Infelizmente, apesar de tantas razões para a humanidade tratar bem de mangues
e recifes de corais, os dois ecossistemas continuam a sofrer um grau de
devastação que inviabiliza seu futuro. Trinta por cento dos corais do mundo
já foram perdidos e o relatório estima que se nada for feito para
preservá-los, em 2030 esse índice pode chegar a 90%. No caso dos manguezais,
35% deles já foram varridos do mapa. E a pressão sobre os que restam é
intensa, principalmente por conta de aterros, corte de madeira e sua
conversão para operações de extração de sal e criação de camarões e
crescimento populacional. Mangues e recifes de corais ocorrem em apenas 4% da
área total de terra firme do planeta. Mas à sua volta, vive praticamente 1/3
da população mundial.
Burrice nacional
E recuperá-los, ou buscar substitutos artificiais para exercer suas funções
tanto biológicas como de resgate, sai caro. As Maldivas investiram 10 milhões
de dólares para recriar uma barreira de costa com recifes artificiais. Perto
disso, a manutenção anual dos dois ecossistemas sai praticamente de graça.

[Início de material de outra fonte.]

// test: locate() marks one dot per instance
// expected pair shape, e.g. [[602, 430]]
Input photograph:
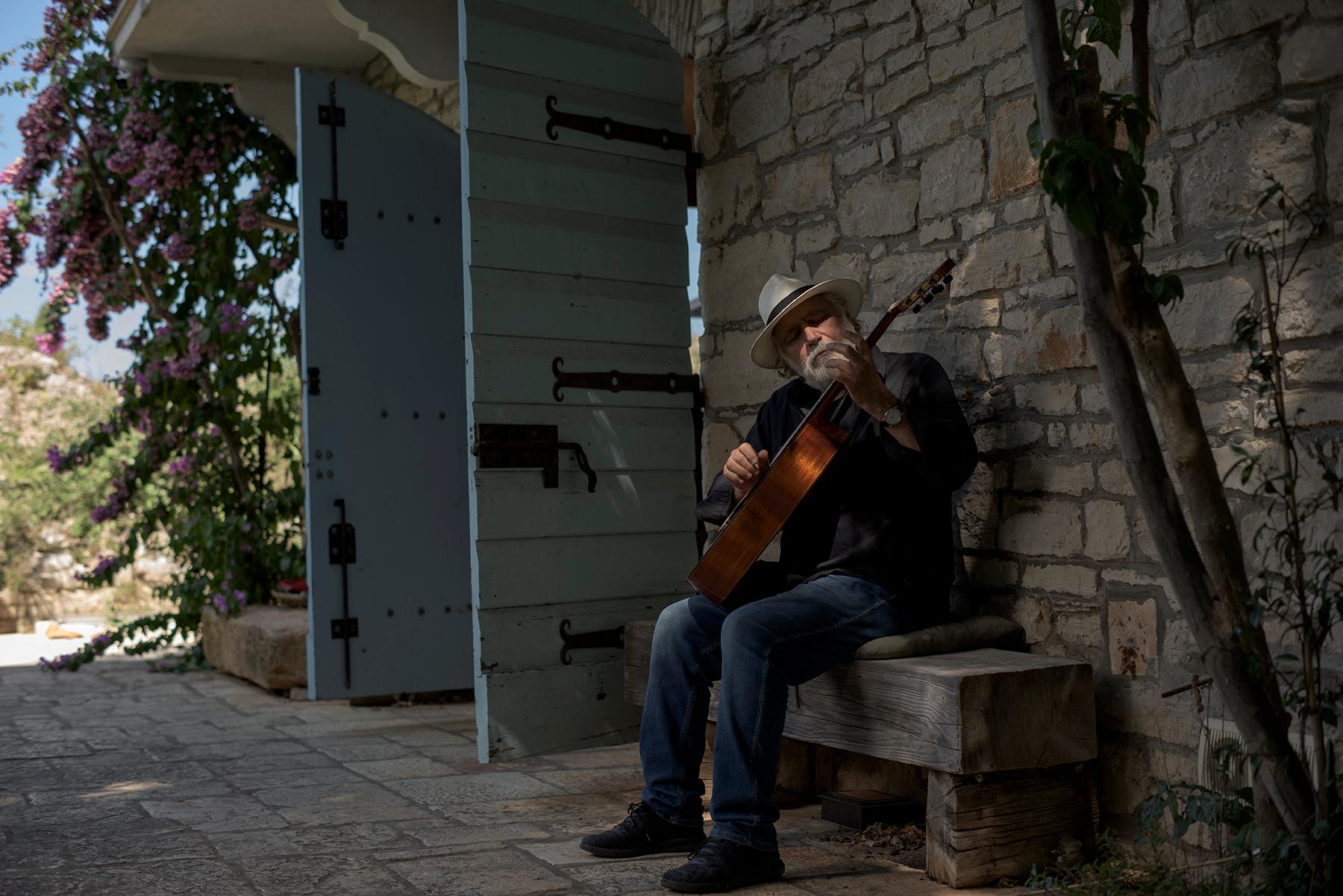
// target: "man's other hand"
[[743, 468]]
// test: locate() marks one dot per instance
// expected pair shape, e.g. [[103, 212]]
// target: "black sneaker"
[[642, 833], [721, 864]]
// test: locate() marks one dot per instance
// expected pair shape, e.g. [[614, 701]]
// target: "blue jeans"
[[758, 651]]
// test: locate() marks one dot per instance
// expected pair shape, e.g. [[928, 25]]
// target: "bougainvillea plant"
[[161, 199]]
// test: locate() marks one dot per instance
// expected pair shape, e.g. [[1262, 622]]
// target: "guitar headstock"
[[924, 292]]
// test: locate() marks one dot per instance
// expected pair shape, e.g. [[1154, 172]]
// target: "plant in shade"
[[157, 199]]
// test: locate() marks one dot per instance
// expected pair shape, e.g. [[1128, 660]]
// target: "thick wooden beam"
[[983, 828], [967, 712]]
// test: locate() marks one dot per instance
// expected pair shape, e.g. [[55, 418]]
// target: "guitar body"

“Custa cerca de 775 dólares por quilômetro quadrado por ano”, disse Toepfe na
coletiva em que a UNEP divulgou o estudo. O Brasil tem a obrigação de prestar
muita atenção ao seu texto. Manguezal, por aqui, é um ecossistema pujante,
presente em praticamente todo os 7 mil 367 quilômetros de litoral do país. “É
a maior costa com manguezais em todo o mundo”, diz Sofiatti. Sua presença é
marcante do Oiapoque, no Amapá, até Laguna, em Santa Catarina.
“Entre o Maranhão e o Amapá, ele chega a ser imponente”, diz Soffiati. “Lá
encontram-se as árvores mais altas do mundo desse tipo de ecossistema”.
Infelizmente, a situação dos manguezais na costa brasileira está muito longe
de ser considerada boa. No Norte do país, segundo trabalhos da brasileira
Yara Schaeffer-Novelli, por sinal amplamente citados no relatório produzido
pela UNEP, apesar da pressão humana, o estado de conservação dos manguezais
está estável. “De lá para baixo, a situação é de desastre”, diz Soffiati. No
Nordeste, a principal ameaça são os criadouros de camarões que estão sendo
plantados ao longo do litoral. No Sudeste, correm o risco de sumir sob o peso
de ocupações irregulares. Em resumo, à luz do que revela o estudo da UNEP,
nós brasileiros estamos dando uma de burros. Destruir manguezais como fazemos
de maneira diligente há 4 séculos é não só jogar dinheiro fora, como também
reduzir nossa capacidade de enfrentar eventuais catástrofes ambientais que,
porventura, venham bater em nosso litoral.